Cause: Switching pension funds requires a specific signed transfer request to the receiving fund.
Solution: Contact the new fund to initiate. Once they have the signed request, transfer must complete within 10 business days. No fees. If transferring from pre-2013 bituach menahalim, verify whether you forfeit the guaranteed annuity factor before signing.
Error: "Employer not contributing"
Cause: Employer legally required to contribute pension after 6 months (no prior pension) or 3 months retroactive (with prior pension)
Solution: Employer must contribute retroactively from the applicable start date.
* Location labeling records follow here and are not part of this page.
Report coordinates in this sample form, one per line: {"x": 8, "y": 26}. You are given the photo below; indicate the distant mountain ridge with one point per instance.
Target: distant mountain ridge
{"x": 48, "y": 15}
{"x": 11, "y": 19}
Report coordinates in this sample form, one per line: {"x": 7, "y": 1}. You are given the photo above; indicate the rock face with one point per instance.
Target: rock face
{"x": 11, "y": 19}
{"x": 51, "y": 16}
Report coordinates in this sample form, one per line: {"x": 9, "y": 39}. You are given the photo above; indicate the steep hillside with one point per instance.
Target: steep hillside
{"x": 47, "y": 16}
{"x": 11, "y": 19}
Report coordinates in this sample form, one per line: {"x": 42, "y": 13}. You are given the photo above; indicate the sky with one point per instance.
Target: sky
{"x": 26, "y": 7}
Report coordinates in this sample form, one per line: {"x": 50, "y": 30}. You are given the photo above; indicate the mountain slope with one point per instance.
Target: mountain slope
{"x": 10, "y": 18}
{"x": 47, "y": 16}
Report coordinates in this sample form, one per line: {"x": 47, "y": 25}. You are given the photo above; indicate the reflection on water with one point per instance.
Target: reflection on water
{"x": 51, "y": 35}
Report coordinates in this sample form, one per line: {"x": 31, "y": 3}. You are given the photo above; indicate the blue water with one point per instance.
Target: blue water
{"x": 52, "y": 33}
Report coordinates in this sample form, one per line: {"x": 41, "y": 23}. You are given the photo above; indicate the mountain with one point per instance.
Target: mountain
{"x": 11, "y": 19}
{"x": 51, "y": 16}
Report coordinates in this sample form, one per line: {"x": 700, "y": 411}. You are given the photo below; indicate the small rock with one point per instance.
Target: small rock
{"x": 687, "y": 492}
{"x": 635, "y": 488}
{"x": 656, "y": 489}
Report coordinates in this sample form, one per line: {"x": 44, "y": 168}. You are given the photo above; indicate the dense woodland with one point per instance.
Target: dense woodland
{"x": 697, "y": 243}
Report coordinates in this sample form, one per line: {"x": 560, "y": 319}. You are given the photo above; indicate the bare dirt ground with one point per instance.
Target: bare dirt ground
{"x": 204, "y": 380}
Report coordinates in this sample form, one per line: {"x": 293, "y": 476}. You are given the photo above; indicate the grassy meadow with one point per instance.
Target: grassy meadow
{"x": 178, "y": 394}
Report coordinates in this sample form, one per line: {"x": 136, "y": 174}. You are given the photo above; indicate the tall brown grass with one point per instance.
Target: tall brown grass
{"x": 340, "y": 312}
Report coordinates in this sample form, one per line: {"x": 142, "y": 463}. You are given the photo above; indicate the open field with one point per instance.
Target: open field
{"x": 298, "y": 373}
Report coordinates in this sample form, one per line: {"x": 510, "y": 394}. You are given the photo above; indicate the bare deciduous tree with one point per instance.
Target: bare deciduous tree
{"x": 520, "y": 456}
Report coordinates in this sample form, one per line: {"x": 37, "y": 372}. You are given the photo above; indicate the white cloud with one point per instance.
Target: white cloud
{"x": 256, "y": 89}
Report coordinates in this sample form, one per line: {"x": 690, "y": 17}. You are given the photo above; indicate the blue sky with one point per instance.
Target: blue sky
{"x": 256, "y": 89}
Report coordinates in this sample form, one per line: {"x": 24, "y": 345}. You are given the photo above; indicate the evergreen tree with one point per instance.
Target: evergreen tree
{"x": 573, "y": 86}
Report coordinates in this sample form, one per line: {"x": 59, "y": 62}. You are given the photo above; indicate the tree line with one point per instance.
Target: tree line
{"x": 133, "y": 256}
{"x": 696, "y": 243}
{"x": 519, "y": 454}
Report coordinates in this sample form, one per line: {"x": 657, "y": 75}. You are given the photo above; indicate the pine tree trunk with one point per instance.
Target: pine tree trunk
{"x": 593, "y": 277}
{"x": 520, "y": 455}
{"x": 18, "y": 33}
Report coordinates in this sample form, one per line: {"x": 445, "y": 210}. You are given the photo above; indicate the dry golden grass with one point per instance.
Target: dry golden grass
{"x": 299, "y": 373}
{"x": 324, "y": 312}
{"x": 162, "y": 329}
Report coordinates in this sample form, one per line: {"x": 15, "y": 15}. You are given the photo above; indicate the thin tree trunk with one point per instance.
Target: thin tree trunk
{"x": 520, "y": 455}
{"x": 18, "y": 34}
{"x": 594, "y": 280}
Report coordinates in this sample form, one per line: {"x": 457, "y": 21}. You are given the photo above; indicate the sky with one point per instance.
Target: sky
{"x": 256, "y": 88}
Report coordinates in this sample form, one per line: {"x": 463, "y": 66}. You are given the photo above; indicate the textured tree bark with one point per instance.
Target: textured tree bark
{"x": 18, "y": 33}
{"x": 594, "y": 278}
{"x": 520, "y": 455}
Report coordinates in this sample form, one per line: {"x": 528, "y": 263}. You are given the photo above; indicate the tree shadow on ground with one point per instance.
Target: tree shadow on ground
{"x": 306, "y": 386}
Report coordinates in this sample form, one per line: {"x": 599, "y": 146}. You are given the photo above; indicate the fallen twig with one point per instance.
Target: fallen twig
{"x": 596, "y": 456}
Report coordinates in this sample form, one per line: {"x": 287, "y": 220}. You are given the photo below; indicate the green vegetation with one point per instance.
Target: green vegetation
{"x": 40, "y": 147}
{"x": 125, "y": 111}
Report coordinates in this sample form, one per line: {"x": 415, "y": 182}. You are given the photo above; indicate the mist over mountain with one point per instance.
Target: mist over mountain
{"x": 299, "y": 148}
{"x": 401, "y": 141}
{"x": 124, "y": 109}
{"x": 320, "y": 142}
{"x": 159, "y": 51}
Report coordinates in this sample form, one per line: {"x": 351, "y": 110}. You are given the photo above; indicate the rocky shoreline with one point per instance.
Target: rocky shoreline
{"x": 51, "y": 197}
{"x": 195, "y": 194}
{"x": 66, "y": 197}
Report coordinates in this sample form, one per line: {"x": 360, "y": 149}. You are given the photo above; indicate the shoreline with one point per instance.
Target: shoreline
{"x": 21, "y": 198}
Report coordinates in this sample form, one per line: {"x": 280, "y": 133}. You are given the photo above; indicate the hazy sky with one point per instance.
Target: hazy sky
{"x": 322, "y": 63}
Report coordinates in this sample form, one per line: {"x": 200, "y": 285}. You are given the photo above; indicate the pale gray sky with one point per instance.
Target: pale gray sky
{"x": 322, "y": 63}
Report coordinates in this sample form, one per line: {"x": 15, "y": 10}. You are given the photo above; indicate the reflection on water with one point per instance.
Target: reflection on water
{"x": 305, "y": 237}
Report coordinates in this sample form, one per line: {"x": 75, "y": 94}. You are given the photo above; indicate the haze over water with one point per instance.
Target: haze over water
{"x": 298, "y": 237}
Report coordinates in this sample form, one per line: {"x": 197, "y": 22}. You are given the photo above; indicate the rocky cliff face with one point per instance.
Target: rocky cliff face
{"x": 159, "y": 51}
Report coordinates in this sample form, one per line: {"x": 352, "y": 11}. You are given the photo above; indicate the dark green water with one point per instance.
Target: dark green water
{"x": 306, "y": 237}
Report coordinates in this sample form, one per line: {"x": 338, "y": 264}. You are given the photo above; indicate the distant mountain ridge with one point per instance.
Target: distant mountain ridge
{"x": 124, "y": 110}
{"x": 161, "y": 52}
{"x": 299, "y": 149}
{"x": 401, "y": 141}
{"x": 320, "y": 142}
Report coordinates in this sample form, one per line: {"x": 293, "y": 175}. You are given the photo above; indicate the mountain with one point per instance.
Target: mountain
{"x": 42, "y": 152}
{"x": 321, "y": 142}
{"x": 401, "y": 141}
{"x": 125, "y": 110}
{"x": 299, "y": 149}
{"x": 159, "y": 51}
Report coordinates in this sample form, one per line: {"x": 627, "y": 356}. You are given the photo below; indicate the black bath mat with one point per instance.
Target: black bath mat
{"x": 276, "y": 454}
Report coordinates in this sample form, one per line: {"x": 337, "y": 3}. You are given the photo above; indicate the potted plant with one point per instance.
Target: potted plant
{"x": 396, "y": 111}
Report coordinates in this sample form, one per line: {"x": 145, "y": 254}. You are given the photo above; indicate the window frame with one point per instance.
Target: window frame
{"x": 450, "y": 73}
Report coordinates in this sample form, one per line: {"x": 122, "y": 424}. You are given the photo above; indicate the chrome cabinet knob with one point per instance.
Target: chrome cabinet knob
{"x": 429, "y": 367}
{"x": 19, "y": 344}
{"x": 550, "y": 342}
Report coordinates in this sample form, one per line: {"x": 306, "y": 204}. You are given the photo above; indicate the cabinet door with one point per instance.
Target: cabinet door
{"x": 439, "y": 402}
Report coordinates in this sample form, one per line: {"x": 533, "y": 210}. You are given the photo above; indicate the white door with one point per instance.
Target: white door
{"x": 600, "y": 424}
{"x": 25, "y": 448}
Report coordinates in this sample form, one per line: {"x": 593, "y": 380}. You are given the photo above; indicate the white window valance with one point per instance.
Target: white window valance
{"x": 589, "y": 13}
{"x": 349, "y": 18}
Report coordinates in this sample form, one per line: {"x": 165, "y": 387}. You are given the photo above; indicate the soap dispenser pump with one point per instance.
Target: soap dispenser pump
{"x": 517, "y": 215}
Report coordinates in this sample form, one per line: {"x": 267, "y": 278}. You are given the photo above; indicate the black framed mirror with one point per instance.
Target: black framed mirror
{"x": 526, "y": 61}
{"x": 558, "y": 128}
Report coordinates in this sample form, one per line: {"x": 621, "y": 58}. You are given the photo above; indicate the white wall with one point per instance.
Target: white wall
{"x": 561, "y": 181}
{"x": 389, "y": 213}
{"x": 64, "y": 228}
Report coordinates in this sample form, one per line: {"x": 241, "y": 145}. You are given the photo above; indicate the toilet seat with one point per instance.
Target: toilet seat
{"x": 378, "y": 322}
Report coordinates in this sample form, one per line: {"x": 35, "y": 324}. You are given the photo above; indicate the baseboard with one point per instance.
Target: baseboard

Contact Ministry of Labor (Misrad HaAvoda) or the pension fund for enforcement.
Error: "Cannot withdraw keren hishtalmut"
Cause: Lock-in period not completed
Solution: Standard lock-in is 6 years from first deposit. Early withdrawal (3 years) only for accredited training with documentation. Withdrawal before maturity is taxed at the marginal income tax rate on the GAINS (not the full balance); can reach up to 50% including mas yesafim for high earners.
Error: "I withdrew severance and now regret it -- can I restore rezef-pitzuyim?"
Cause: Severance was paid out (either by explicit Part B election, or by following a pre-2024 procedure that defaulted to payout). The rezef-pitzuyim option has lapsed.
Solution: Within 2 years of the payout, bittul pituyim may restore the option via Form 161ג -- the funds must be returned to the kupah with interest and indexation, and pakid shuma must approve. The original termination tax assessment is then re-opened.